The Man Who Changed China: The Life and Legacy of Jiang Zemin a biography of former Chinese leader Jiang Zemin by Robert Lawrence Kuhn was published in 2005, in English and Chinese. It has generated both attention and controversy.
It was published worldwide except in China by Random House imprints. In China, it was published under the title Ta Gai Bian Le Zhong Guo: Jiang Zemin Zhuan, literal translation “He Changed China: The Biography of Jiang Zemin”) by Shanghai Century Publishing Group, one of China’s largest publishing groups.
Virtually overnight, the Chinese edition became the number one bestselling book in China with sales of over one million and substantial publicity across the country including front-page features and magazine cover stories. The book is recognized as the first time that a biography of a living Chinese leader has been published on the Chinese mainland, and stories of its success and influence in China have run in the international press.

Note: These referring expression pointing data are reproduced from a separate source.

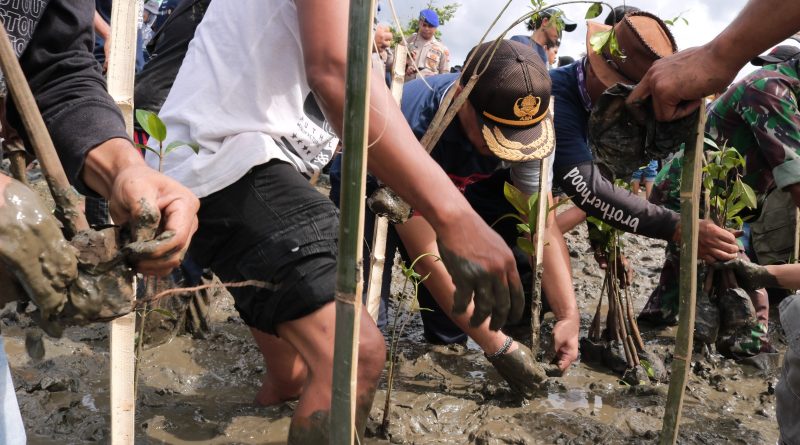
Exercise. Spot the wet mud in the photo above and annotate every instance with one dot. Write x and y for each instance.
(202, 390)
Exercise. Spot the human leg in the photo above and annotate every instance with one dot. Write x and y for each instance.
(12, 431)
(272, 226)
(286, 370)
(313, 337)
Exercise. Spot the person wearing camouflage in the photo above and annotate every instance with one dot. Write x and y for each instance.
(759, 117)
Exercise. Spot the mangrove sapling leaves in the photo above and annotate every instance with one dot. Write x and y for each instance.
(176, 144)
(599, 40)
(163, 312)
(152, 124)
(516, 198)
(150, 149)
(526, 245)
(748, 194)
(594, 11)
(648, 368)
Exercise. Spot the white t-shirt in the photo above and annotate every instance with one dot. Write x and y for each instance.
(242, 95)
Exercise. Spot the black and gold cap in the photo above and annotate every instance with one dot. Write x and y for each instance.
(512, 98)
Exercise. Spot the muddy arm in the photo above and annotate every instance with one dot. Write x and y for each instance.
(33, 249)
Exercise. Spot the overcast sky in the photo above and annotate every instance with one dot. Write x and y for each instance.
(706, 20)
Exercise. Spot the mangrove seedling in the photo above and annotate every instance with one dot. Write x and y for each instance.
(155, 129)
(621, 329)
(407, 306)
(527, 217)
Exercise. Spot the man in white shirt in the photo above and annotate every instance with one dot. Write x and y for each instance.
(261, 91)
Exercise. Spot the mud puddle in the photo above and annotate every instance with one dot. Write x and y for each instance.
(201, 391)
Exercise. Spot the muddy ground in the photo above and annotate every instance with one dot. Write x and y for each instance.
(201, 391)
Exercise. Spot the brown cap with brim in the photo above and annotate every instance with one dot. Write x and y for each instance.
(642, 39)
(512, 98)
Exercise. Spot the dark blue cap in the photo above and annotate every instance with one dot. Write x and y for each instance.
(430, 16)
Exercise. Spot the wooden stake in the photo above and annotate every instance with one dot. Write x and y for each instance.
(121, 71)
(378, 254)
(536, 261)
(690, 211)
(67, 203)
(349, 279)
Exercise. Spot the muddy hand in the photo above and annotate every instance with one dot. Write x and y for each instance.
(33, 248)
(154, 203)
(565, 342)
(749, 276)
(677, 82)
(713, 242)
(497, 294)
(520, 370)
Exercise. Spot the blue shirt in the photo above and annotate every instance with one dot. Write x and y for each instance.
(539, 48)
(571, 119)
(454, 152)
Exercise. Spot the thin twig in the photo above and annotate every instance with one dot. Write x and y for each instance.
(183, 290)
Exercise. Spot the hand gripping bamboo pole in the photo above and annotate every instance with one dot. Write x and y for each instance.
(349, 276)
(378, 254)
(690, 212)
(121, 71)
(541, 223)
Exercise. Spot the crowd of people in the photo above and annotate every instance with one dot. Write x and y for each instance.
(259, 86)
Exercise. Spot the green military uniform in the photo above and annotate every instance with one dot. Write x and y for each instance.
(759, 117)
(431, 56)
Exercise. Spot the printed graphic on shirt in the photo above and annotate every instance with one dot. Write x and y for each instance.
(313, 139)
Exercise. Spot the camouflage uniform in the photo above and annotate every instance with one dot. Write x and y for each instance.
(432, 56)
(759, 117)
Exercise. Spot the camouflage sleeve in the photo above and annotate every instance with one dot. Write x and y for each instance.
(770, 107)
(666, 188)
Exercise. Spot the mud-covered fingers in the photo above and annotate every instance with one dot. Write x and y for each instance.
(516, 296)
(502, 304)
(484, 302)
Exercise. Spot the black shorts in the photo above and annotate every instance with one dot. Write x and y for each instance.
(273, 226)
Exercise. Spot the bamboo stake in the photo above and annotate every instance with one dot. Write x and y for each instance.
(690, 210)
(66, 199)
(349, 279)
(536, 262)
(378, 254)
(121, 68)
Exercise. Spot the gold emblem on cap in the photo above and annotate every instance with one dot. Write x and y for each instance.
(527, 107)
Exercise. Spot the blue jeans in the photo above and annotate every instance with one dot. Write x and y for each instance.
(12, 431)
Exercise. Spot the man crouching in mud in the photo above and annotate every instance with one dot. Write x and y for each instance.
(500, 135)
(53, 40)
(261, 90)
(643, 38)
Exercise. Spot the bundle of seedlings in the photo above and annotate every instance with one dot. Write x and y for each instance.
(407, 305)
(726, 314)
(618, 344)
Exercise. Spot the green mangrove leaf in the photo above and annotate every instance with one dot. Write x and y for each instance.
(151, 149)
(152, 124)
(748, 195)
(526, 245)
(516, 198)
(599, 40)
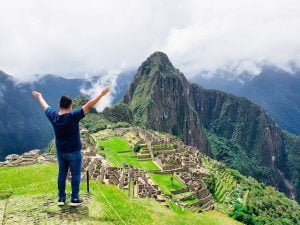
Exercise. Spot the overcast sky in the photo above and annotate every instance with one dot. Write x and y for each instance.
(74, 37)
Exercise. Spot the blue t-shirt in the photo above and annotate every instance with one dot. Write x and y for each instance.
(66, 128)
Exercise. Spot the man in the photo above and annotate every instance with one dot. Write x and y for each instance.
(67, 140)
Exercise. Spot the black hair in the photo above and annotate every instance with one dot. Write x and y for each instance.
(65, 102)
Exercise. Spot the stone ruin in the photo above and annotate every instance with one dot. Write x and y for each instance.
(127, 178)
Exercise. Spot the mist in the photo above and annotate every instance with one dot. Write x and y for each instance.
(73, 38)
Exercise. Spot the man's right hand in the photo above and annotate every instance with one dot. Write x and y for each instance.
(105, 91)
(36, 94)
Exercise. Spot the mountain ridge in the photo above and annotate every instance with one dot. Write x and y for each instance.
(172, 104)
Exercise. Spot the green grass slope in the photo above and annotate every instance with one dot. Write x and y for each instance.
(28, 196)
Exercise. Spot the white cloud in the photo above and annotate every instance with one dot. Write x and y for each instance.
(71, 38)
(106, 80)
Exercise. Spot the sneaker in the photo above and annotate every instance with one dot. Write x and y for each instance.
(61, 202)
(76, 202)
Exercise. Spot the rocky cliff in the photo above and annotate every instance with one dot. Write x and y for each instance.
(229, 128)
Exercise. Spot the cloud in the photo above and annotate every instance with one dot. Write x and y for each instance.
(72, 38)
(105, 80)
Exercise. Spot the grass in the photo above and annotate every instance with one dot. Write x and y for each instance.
(120, 152)
(165, 184)
(107, 204)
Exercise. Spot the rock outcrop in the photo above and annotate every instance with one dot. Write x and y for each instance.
(162, 99)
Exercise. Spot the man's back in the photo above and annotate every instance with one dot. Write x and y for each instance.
(66, 128)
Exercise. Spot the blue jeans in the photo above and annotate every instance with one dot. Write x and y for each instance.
(70, 160)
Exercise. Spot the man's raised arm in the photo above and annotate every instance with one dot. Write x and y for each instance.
(41, 100)
(87, 107)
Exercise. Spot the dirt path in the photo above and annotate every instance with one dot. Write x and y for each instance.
(44, 210)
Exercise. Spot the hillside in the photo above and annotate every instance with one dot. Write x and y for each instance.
(28, 192)
(32, 199)
(229, 128)
(23, 125)
(277, 91)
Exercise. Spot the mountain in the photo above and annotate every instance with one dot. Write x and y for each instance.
(159, 99)
(229, 128)
(23, 125)
(276, 90)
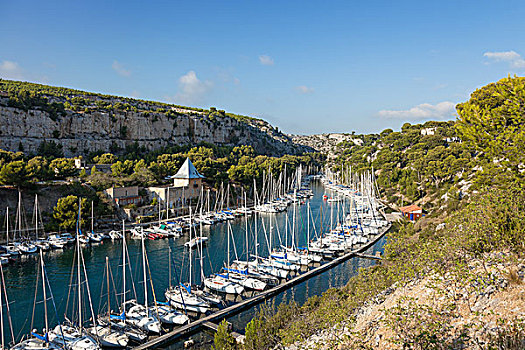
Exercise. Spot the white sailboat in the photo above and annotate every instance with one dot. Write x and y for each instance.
(183, 296)
(222, 282)
(66, 334)
(35, 341)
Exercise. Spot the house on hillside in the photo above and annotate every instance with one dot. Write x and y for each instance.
(428, 131)
(412, 212)
(124, 195)
(187, 185)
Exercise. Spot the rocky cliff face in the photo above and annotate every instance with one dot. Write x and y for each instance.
(82, 132)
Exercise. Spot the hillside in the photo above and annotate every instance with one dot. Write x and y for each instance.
(455, 279)
(84, 122)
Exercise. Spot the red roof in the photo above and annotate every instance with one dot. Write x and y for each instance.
(409, 209)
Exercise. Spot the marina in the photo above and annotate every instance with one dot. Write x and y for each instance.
(290, 230)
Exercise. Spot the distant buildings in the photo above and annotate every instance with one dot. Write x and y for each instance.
(187, 184)
(412, 212)
(124, 195)
(428, 131)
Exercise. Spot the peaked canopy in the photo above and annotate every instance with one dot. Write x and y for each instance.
(187, 171)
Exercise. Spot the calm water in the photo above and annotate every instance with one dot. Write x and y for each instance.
(21, 276)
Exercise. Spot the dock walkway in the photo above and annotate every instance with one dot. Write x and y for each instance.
(240, 306)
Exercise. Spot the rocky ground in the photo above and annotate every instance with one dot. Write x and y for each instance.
(486, 307)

The Wall Street Journal wrote: “His [Kuhn’s] new book is a blockbuster in China, selling more copies here in a single month than any book since the last installment of ‘Harry Potter.’” The Washington Post reported that the “warm official embrace of Kuhn’s book is unusual,” adding “the work represented his [Kuhn’s] own best effort to write a ‘personal story as told by Jiang’s family, friends and colleagues’ that conveys Jiang’s ‘way of thinking’ in the context of Chinese history and culture”.

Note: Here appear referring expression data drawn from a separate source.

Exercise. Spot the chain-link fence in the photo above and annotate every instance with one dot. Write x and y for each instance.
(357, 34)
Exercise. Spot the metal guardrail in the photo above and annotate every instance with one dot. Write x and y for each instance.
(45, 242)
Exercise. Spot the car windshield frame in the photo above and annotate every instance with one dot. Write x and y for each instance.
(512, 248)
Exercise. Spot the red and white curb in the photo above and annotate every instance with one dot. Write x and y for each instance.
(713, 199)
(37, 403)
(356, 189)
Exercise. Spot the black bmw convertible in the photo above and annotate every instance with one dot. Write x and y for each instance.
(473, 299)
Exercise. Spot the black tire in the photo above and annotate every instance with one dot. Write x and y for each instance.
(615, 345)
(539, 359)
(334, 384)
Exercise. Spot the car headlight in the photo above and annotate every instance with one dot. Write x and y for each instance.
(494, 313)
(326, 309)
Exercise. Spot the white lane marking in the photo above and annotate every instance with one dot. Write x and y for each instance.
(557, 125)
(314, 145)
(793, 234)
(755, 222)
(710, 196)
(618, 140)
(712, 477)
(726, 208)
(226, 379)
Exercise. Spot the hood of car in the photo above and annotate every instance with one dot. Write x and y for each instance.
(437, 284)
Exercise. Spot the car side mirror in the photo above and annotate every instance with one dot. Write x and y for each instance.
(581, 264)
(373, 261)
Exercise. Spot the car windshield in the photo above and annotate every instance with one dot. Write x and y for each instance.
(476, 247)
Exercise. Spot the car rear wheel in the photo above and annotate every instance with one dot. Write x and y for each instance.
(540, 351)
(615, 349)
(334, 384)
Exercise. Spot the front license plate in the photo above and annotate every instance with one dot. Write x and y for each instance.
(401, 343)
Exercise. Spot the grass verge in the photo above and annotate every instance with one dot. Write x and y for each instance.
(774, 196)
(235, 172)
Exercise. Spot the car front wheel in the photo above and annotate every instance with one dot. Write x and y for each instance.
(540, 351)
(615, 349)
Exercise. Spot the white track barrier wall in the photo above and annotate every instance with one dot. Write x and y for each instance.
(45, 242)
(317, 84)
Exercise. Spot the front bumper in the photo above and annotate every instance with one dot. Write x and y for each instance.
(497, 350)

The Post described public reaction in China as “mixed”, stating, “Some readers have praised the book for breaking a taboo against discussing the personal lives of high officials and for presenting details of Jiang’s life that were new to them. Others refused to buy it, dismissing it as propaganda”.

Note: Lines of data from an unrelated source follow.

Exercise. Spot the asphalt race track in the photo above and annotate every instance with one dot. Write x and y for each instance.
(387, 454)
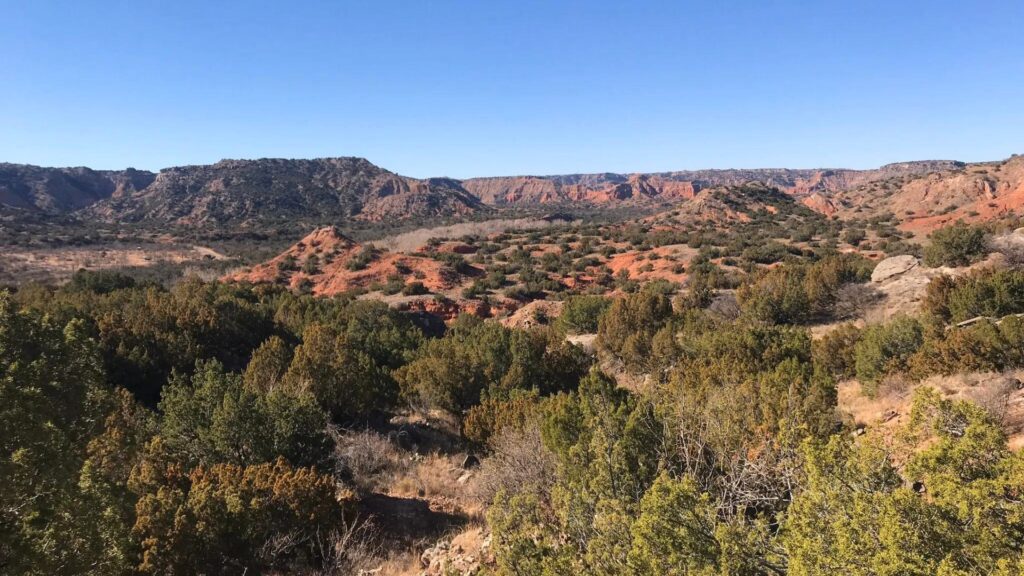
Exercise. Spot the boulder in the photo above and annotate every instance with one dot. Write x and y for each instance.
(893, 266)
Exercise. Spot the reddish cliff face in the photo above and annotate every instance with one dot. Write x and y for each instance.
(973, 192)
(329, 263)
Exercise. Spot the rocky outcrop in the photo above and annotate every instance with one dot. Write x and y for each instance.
(254, 192)
(891, 266)
(327, 262)
(609, 188)
(58, 191)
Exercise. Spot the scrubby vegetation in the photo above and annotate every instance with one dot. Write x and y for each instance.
(223, 428)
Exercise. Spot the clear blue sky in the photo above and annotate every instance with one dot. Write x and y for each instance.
(486, 87)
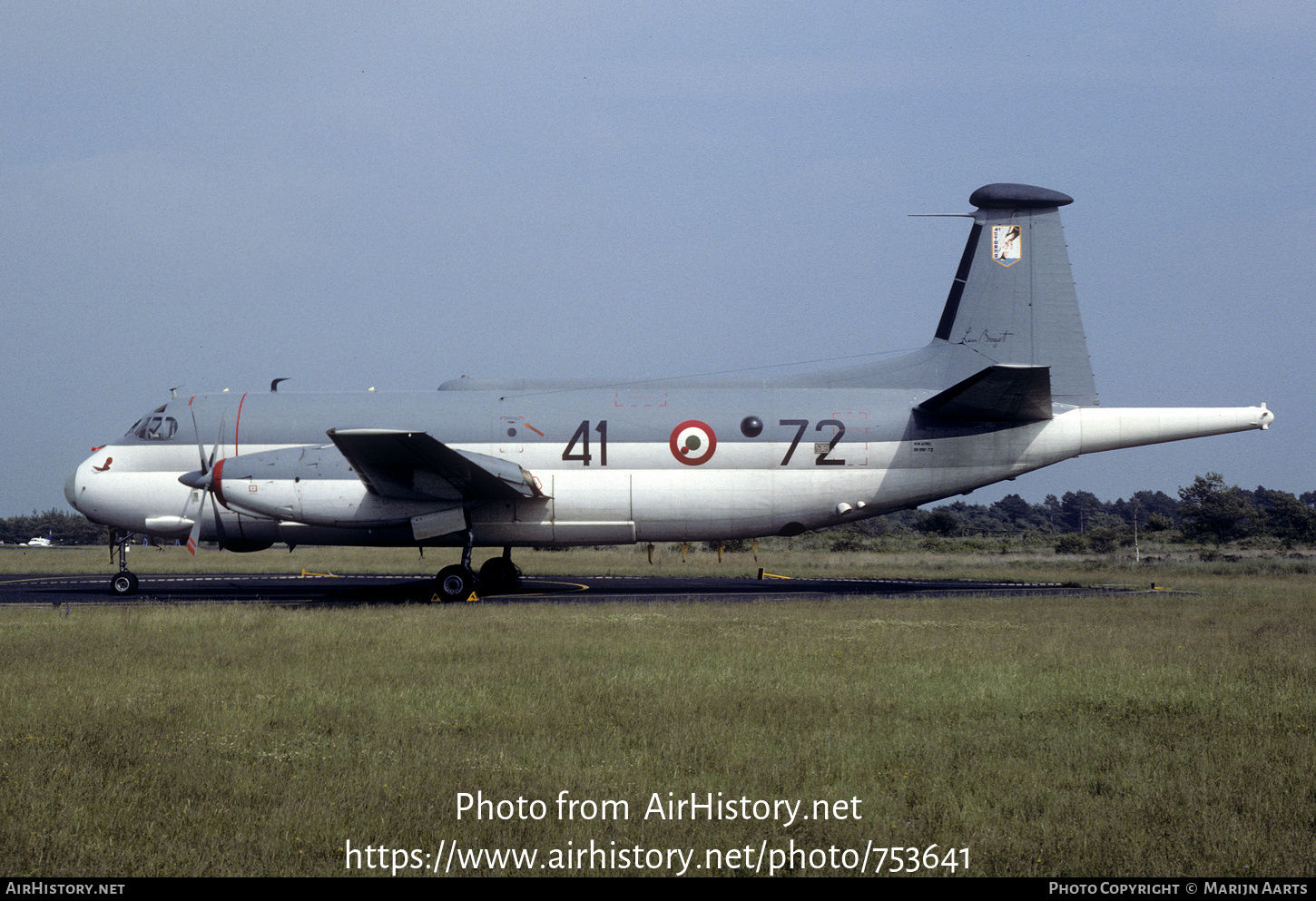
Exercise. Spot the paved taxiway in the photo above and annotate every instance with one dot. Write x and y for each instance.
(265, 588)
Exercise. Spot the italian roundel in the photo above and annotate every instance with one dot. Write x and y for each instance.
(692, 442)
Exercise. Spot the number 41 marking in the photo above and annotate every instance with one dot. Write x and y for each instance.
(582, 437)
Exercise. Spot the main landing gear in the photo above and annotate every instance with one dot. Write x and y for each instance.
(459, 583)
(124, 582)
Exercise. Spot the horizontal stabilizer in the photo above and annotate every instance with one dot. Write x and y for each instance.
(999, 394)
(415, 465)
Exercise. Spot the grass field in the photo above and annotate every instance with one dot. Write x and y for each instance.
(1148, 734)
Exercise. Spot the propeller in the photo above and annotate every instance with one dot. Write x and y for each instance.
(203, 480)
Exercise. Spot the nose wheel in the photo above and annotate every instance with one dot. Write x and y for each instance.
(124, 582)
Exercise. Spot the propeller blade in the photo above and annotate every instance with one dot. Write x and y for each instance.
(196, 530)
(219, 524)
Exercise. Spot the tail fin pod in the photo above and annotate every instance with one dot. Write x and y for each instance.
(1014, 299)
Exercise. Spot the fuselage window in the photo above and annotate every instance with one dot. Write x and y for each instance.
(157, 427)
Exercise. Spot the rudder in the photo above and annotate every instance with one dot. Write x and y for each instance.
(1014, 299)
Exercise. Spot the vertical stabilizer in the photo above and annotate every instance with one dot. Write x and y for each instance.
(1014, 300)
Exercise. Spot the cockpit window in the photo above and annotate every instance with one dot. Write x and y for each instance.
(155, 427)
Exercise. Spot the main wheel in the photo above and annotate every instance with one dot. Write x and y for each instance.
(124, 583)
(454, 583)
(499, 576)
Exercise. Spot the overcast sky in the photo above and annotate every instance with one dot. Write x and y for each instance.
(212, 195)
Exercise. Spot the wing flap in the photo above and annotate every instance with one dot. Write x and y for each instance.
(999, 394)
(415, 465)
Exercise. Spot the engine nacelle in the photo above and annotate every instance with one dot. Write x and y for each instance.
(315, 485)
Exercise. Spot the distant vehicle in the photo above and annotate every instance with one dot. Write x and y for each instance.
(1005, 387)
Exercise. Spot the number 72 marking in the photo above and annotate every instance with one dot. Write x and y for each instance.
(822, 459)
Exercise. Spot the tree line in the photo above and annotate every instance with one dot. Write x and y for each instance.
(1207, 511)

The English edition was generally labeled political propaganda, an officially sanctioned portrait of Jiang, perhaps commissioned by Jiang himself, a book that was flattering or fawning and more autobiography than biography. Reviewing it in the September/October issue of Foreign Affairs, Sinologist Bruce Gilley drew an analogy:
“To write his biography, Mao Zedong chose Edgar Snow, a member of the U.S. Communist Party; Jiang chose Kuhn, a member of the U.S. business elite. An investment banker with a zeal for science, high culture, and business, Kuhn personifies the new ideology that has swept through China since 1989.”
Gilley added that:
“Nothing better symbolizes Jiang and his cohort’s transition to a right-wing developmental dictatorship; every year, they carefully chip away at their socialist heritage.”
Writing in the January/February 2006 issue of Foreign Affairs, Kuhn responded to the charge that “Jiang chose Kuhn:”
“…The truth is almost the reverse. Jiang didn’t choose me; I chose Jiang. The book was my idea; I planned it, financed it, and wrote it to trace China’s story through eight tumultuous decades of trauma and transformation. I had help—translators, researchers, editors—but I maintained absolute editorial control and made every editorial decision, and no one in China ever thought otherwise….”
Kuhn stated that his “rendition of events, such as the U.S. bombing of the Chinese embassy in Yugoslavia in 1999, differs markedly from that of the official Chinese media”, stressing that it was his intention to “move beyond all the hype and bias about China so as to understand how Chinese leaders think.” Even though the Chinese edition was censored in that sentences or sections (largely of an internal political nature) were cut (but nothing of substance was added), the Chinese publisher still felt compelled to warn readers, in an upfront “Publisher’s Note,” that “Certain viewpoints and opinions of the author, as a Westerner, bear a definite distance from those of our own. Hopefully the reader will understand.”
When asked his own opinion of Kuhn’s biography, Jiang Zemin told his close friend, Shen Yongyan (a primary source in the book), who then told the Chinese media that Jiang said: “He [Kuhn] wrote objectively; he didn’t try to beautify me. But he got my wedding date wrong.”